El caso es que este profesor hoy desconocido ya había constatado la gran crisis cultural, la agonía del pensamiento en los herederos de la gran partera de la metafísica llamada Europa. Lo dejó escrito en «La vuelta de los budas» (1973), un ensayo tan erudito como sugestivo y hoy poco accesible. Allí se refirió al nuevo opio de la igualdad, una suerte de nirvana de Occidente. Este budismo singular recuerda a lo que hoy describe Byung-Chul Han, una de las pocas luminarias del pensamiento presente. Este filósofo de origen surcoreano y afincado en Alemania, que reveladoramente acude a los mismos referentes que Fueyo (San Agustín, Heidegger, Kant, Hegel o Schmitt), ha denunciado «la expulsión de lo distinto».

Un adversario intelectual como Miguel Herrero y Rodríguez de Miñón reconoció a nuestro hombre como una persona de bien y una fina inteligencia al que la peripecia personal privó de sus legítimas aspiraciones políticas.

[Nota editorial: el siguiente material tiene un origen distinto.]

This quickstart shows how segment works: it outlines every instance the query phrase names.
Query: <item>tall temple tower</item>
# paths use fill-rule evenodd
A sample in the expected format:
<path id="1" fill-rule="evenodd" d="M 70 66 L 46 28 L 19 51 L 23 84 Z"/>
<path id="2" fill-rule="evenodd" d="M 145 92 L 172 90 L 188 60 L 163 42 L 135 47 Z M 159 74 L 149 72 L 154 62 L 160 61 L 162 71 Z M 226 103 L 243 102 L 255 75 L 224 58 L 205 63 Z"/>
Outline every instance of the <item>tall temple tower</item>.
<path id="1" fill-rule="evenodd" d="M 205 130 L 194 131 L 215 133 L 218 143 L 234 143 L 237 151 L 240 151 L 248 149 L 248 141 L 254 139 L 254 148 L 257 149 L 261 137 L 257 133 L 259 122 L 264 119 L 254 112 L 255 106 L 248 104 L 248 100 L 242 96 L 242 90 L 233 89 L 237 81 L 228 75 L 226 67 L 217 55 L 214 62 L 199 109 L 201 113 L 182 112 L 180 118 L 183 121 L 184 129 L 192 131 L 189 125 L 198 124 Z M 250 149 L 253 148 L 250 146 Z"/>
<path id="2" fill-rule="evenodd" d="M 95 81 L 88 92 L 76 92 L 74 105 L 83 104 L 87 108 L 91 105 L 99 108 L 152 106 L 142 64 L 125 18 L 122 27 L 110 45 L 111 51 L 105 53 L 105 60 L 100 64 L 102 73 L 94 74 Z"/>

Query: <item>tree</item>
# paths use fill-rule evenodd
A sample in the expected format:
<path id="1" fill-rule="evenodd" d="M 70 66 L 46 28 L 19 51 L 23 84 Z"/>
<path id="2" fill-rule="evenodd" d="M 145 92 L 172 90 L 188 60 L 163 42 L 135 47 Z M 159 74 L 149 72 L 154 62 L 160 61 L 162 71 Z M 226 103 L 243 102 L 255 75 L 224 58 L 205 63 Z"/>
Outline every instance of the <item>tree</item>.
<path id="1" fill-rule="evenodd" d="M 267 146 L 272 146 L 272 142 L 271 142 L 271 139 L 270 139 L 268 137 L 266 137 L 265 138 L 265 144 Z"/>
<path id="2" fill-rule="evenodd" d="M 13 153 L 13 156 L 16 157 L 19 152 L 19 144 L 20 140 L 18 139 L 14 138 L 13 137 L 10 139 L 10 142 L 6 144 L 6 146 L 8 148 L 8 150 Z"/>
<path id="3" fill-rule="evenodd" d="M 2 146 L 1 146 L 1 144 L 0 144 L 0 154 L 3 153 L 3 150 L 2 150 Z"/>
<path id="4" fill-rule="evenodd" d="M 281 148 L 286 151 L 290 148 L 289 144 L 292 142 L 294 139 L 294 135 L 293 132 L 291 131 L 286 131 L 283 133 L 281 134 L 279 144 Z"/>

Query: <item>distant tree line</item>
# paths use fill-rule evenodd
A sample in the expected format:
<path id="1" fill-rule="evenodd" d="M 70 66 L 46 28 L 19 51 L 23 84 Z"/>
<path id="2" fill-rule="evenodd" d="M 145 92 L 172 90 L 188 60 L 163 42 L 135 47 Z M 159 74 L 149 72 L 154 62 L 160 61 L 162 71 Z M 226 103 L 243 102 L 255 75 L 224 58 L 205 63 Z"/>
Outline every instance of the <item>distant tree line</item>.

Considerándose bien pronto un «ex ministrable», Fueyo dispuso de una pequeña finca a la que bautizó como «El Aventino». Allí pacía su exigua ganadería, dos vacas que atendían al nombre de Matesa y Rumasa.

Casi hay que forzar el ánimo para recordar, con el desaparecido catedrático, que es la forma de vivir y revivir el pasado lo que denota la actitud de un pueblo ante su Historia. Por mucho que recorriese España a bordo de su Peugeot, el actual presidente no ha emulado a Fox copando la mayoría de escaños del Parlamento. Pero está al fin instalado en el Palatino monclovita. De su magra formación y parvos méritos seguirá hablando su tesis doctoral, pero nadie podrá arrebatarle ya la condición de expresidente. Su punto programático más reconocible, exhumar los huesos de Franco, ha merecido el aguijón de un genial columnista: «El socialismo tirando de cantera».

Álvaro de Diego González, profesor de Historia Contemporánea Universidad a Distancia de Madrid (UDIMA).